Amnesty slams Greek authorities for 'treating migrants as criminals'

By agency reporter
July 27, 2010

The Greek authorities should immediately review their policy of locking up asylum-seekers and irregular migrants, including many unaccompanied children, Amnesty International said in a new report today (27 July).

The report reveals that many are held in poor conditions in border guard stations and immigration detention centres with limited or no access to legal, social and medical aid.

The report's approach is clear from its title, “Greece: Irregular migrants and asylum-seekers routinely detained in substandard conditions”. It reveals that in the vast majority of detention facilities visited by Amnesty International delegates, conditions ranged from inadequate to very poor. Those detained told Amnesty of instances of ill-treatment by coastguards and police.

“Asylum-seekers and irregular migrants are not criminals,” said Nicola Duckworth, Amnesty's Europe and Central Asia Programme Director, “Yet, the Greek authorities treat them as such, disregarding their rights under international law”.

She added, “Currently, migrants are detained as a matter of course, without regard to whether such measure is necessary. Detention of asylum-seekers and migrants on the grounds of their irregular status should always be a measure of last resort.”

Detention prior to deportation can last for up to six months in Greece for asylum-seekers and irregular migrants. Greek law also makes irregular entry into and exit out of the country a criminal offence.

Tens of thousands of irregular migrants and asylum-seekers arrive in Greece each year. The vast majority of asylum-seekers and individuals fleeing war-torn countries reach the country through the Greek-Turkish land and sea borders. They are mostly Afghan, Somali, Palestinian, Iraqi and Eritrean.
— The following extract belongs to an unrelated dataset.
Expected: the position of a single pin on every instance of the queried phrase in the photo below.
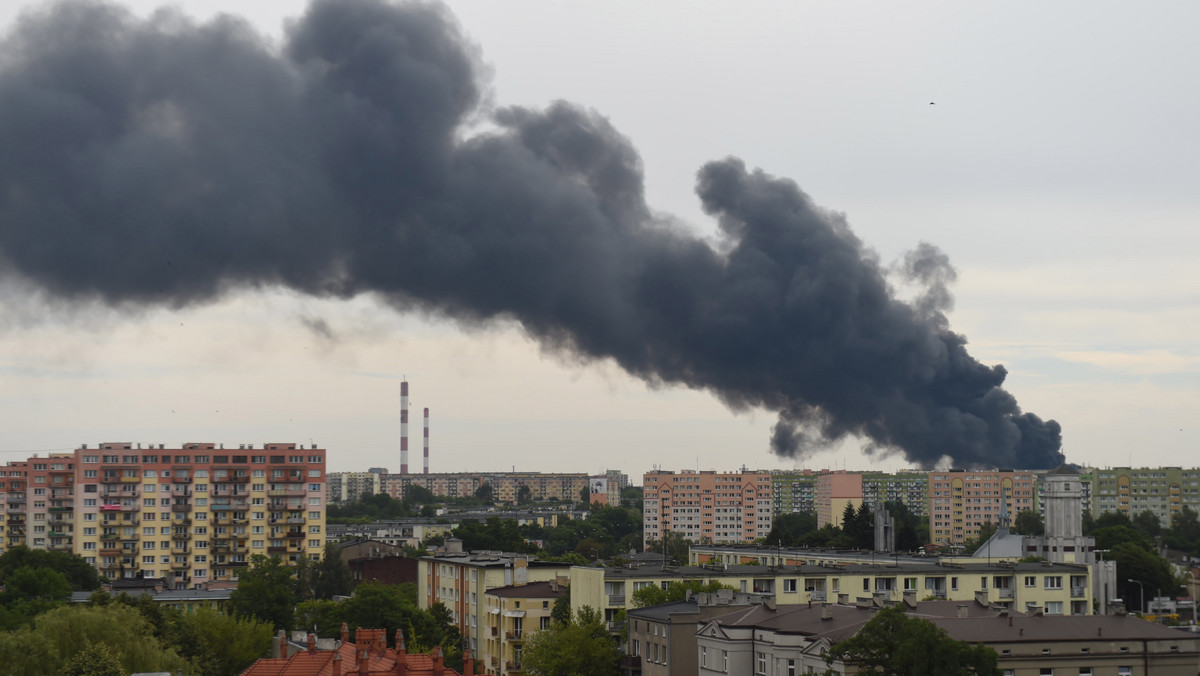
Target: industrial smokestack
(340, 163)
(403, 428)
“After an often-hazardous journey, migrants end up in detention centres without access to a lawyer, interpreters or social workers,” explained Duckworth, “As a result, their circumstances are not assessed correctly and many in need of international protection may be sent back to the places they have fled, while others may be deprived of appropriate care and support”.
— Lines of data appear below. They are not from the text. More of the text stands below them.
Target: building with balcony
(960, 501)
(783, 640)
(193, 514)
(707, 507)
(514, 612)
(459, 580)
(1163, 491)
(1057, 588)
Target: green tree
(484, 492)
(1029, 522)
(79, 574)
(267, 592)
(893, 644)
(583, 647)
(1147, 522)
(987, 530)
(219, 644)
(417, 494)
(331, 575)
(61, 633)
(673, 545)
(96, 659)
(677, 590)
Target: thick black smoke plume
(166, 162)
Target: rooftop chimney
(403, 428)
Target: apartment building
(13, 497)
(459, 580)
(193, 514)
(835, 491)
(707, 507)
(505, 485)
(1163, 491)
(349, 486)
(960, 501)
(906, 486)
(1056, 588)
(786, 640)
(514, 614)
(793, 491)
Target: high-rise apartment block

Irregular migrants and asylum-seekers are not informed about the length of their detention or about their future. Amnesty reports that they can be kept for long periods of time in overcrowded facilities with unaccompanied minors being detained among the adults. Those detained have limited access to medical assistance and hygiene products.

Few asylum-seekers are recognised as refugees by the Greek authorities. From the over 30,000 asylum applications examined in 2009, only 36 were granted refugee protection status while 128 were granted subsidiary protection status.

The duration and poor conditions of their detention provoked irregular migrants and asylum-seekers to stage protests in Venna, north-east Greece in February 2010. Likewise, in April 2010, irregular migrants went on hunger strike on the island of Samos to protest against their length of detention.

Duckworth insisted, “Detention cannot be used as a tool to control migration. The onus is on the authorities to demonstrate in each individual case that such detention is necessary and proportionate to the objective to be achieved and that alternatives will not be effective.”

Amnesty International believes the plans being developed by the Greek authorities to establish screening centres should include alternative approaches, such as those running open or semi-open centres for people arriving in the country. They say the authorities need to ensure that irregular migrants and asylum-seekers arriving at those centres have access to free legal assistance and interpreters in languages they understand, as well as medical assistance.